Ela hesitou. Não queria contar, mas sentia que deveria. Sempre que Infravemelhos se conheciam, a primeira coisa que compartilhavam eram os seus poderes. Era uma forma de lembrar que estavam na mesma, que aquelas cicatrizes os ligavam, mesmo não conhecendo uns aos outros.
— Sinto o calor das pessoas - ela disse -, consigo vê-lo em forma de uma aura vermelha.
Ele pareceu pensar sobre isso, olhando diretamente nos olhos dela. Através dos seus poderes ela viu uma concentração de aura vermelha se espalhar pelo corpo dele, como se estivesse em chamas.
— Como um radar? - ele perguntou.
— É, acho que pode ser - ela revirou os olhos. Um ruído de metal se arrastando veio da rua, seguido por um grito de dor. Myranda olhou para a rua e viu que uma figura cambaleante e ensanguentada se adiantava em direção ao beco. - Ele voltou, é melhor eu subir.
— Posso te ver novamente?
— Não.
— Qual o seu nome?
— Vai embora! - ela subiu o último lance de escadas e correu para a porta de acesso para as escadas internas. Desceu na ponta dos pés, evitando fazer qualquer tipo de barulho. Já havia passado da hora de ir para a cama.

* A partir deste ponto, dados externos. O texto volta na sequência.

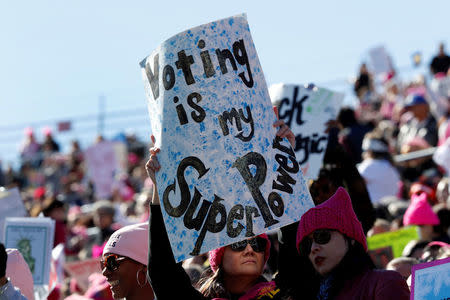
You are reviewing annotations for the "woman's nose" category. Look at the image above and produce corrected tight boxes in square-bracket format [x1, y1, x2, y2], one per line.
[244, 244, 255, 253]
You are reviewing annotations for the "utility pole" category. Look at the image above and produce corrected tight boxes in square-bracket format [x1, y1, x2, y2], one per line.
[97, 95, 106, 136]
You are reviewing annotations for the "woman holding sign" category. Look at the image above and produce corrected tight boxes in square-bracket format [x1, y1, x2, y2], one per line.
[146, 121, 295, 300]
[280, 187, 409, 300]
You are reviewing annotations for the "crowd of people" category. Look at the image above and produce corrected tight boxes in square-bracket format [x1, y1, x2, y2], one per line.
[0, 41, 450, 300]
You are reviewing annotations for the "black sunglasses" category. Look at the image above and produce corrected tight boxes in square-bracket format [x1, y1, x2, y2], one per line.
[230, 237, 267, 252]
[100, 254, 126, 272]
[300, 229, 332, 255]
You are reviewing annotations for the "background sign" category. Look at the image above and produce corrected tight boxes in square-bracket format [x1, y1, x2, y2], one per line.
[367, 226, 419, 257]
[269, 83, 344, 179]
[411, 257, 450, 300]
[0, 188, 27, 241]
[141, 15, 313, 261]
[5, 218, 55, 285]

Atravessou um corredor que levava para o quarto que dividia com mais vinte garotas e ficou aliviada ao ver que a porta permanecia aberta. Ao entrar, estava escuro e todas as garotas estavam dormindo, mas Myranda sabia que estavam fingindo.
Ela correu para o armário no fim do quarto e abriu sua gaveta, a única que tinha. De lá tirou as suas roupas de dormir e a vestiu no banheiro ao lado. Ela não iria tomar banho, não estava afim de chamar atenção da monitora do quarto.
Escovou os dentes rapidamente e depois disso correu para a parte de baixo de um beliche, cobrindo-se com um lençol fino. Fechou os olhos e tentou esquecer o que tinha acontecido. Ele não iria voltar para vê-la, não poderia fazer isso. Tentou ignorar a aura vermelha que emanava de todas as camas e se concentrou na sua respiração. Quando abriu os olhos novamente, era manhã e uma mão agarrava o seu ombro.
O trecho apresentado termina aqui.